The Eternal Recurrence Theory is fraught with problems. If my memory serves me correctly, there is no mention of parallel realities, which would have to be a part of the equation if we are to satisfy logic.

For instance, Ouspensky postulates that when one dies, he is reborn into the life he just lived, ad nauseum, until he "gets it," which may then lessen, if not obliterate, his go-rounds on the wheel of karma: death and rebirth. It might also offer offer him "choices" he might not have made in previous go-rounds, which would alter the "predetermined" course of his fate.

Okay, let's say my father, who was born in 1925, dies in 1992. He is once again born in the Midwest to Italian immigrants in the same house, on the same street, with the same siblings, and so on. At some point along the time line, he meets my mom and I am conceived, which would then posit another Me in the world of form whilst the "me" who is writing this message yet lives.

Now there are two Me's living in flesh and blood bodies in a three dimensional quantum of space - NOT - unless, of course, we're talking about parallel realities. Again, there's no contingency in the argument for this apparent conundrum.

Additionally, let's consider the following: "It might also offer offer him 'choices' he might not have made in previous go-rounds, which would alter the 'predetermined' course of his fate."

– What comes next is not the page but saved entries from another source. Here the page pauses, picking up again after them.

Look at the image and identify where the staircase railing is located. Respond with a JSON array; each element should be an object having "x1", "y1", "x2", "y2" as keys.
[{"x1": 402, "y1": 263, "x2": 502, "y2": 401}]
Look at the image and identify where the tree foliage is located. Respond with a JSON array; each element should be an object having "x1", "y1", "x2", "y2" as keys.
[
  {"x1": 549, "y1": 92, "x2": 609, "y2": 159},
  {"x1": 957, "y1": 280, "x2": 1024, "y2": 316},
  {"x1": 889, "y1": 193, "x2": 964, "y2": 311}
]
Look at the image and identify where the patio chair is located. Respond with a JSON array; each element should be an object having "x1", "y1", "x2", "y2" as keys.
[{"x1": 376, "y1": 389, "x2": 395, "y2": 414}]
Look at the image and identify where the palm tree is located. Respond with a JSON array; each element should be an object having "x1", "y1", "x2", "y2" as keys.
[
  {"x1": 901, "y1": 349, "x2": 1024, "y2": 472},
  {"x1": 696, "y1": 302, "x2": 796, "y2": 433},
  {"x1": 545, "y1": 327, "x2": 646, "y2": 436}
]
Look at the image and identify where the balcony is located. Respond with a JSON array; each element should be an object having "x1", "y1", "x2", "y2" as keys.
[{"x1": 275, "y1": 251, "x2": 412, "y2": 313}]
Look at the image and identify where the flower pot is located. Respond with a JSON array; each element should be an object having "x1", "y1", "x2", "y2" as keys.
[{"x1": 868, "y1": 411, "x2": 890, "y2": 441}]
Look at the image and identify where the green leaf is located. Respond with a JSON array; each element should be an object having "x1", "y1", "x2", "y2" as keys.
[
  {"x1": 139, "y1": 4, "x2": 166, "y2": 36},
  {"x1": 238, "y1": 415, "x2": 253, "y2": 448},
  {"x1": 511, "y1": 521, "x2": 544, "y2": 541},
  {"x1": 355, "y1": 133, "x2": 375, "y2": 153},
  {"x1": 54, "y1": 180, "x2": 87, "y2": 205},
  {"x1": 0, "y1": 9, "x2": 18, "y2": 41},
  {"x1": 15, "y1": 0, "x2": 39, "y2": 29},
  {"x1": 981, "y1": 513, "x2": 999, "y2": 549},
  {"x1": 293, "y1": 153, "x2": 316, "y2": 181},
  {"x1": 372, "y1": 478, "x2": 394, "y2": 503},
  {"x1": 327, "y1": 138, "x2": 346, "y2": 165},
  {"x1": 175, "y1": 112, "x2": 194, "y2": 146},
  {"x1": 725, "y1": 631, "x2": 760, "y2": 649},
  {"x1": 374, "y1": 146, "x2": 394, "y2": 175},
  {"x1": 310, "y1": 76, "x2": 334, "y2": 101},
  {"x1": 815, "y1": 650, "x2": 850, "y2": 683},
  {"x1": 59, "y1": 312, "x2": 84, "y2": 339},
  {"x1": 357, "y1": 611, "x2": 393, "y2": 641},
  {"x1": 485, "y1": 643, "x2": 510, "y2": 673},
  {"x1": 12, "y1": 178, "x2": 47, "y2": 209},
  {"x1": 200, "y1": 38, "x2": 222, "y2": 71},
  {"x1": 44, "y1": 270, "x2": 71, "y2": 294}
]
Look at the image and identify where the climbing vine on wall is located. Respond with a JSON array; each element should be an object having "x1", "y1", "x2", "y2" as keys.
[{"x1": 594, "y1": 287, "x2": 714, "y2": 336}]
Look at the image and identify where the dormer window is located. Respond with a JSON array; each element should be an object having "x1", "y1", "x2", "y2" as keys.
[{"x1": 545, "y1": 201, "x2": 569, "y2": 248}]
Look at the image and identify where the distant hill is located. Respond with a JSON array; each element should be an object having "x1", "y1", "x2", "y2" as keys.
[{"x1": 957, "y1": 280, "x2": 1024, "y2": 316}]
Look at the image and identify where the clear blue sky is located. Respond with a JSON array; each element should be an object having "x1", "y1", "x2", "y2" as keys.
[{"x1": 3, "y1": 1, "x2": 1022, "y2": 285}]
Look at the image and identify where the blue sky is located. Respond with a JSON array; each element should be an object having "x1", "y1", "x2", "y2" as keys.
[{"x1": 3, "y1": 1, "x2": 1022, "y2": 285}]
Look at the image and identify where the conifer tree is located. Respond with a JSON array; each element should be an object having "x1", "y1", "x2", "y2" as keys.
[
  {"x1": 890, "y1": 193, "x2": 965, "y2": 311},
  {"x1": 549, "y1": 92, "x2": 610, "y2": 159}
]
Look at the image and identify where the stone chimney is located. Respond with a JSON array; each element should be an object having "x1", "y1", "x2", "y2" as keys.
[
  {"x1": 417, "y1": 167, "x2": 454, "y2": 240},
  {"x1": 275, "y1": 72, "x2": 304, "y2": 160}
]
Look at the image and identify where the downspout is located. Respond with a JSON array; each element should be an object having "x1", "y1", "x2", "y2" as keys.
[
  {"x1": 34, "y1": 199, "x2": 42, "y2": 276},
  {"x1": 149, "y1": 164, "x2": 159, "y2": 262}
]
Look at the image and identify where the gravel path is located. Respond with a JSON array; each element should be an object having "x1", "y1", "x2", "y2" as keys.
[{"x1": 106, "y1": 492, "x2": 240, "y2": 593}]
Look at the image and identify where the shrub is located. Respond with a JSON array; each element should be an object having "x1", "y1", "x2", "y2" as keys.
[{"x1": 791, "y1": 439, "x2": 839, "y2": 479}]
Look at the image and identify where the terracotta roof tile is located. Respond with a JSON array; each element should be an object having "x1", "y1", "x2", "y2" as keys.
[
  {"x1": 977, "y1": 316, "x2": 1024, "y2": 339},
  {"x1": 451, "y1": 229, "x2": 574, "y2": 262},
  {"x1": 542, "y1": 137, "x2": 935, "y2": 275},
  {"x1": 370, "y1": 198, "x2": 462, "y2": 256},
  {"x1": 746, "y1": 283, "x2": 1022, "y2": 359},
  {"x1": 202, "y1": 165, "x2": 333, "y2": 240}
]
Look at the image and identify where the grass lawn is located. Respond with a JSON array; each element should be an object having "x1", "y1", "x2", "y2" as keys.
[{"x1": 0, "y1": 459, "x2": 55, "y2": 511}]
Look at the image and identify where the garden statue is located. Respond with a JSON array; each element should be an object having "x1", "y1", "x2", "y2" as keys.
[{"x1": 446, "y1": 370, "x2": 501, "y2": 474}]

Well that's an awfully powerful factor, however untenable, in the equation, wouldn't you say? Let's test it: Say my father is born in 1925 and in 1945, at age 20, he has an epiphany - he "gets it." This profound alteration of his habitual mode of consciousness causes him to consecrate himself to, say, the Catholic priesthood. Thereon he remains celibate and, in fact, does not proffer his seed to womankind; therefore I am not conceived, at least not through his ancestral line.

One need not be a rocket scientist to figure out that the *slightest* alteration of one's choices in the given scenario has far-reaching consequences to so many lives ala It's A Wonderful Life. My present mother would not be my mother (to say nothing of the fact that her entire life experiences from the age of 19 onward would not have occurred), nor would she have given birth to 12 children who are presently my siblings (sans one who drowned) - and what of their fates, let alone their conceptions?

Eternal Recurrence seems to be mounted on the concept that each person is a separate unit operating in some hermetically sealed universe upon which others' lives have no impact, no meaningful interface.

Unless, of course, there ARE parallel realities. Either Ouspensky closed the book before penning the last chapter, or I need to go back and read A New Model For The Universe - perish the thought.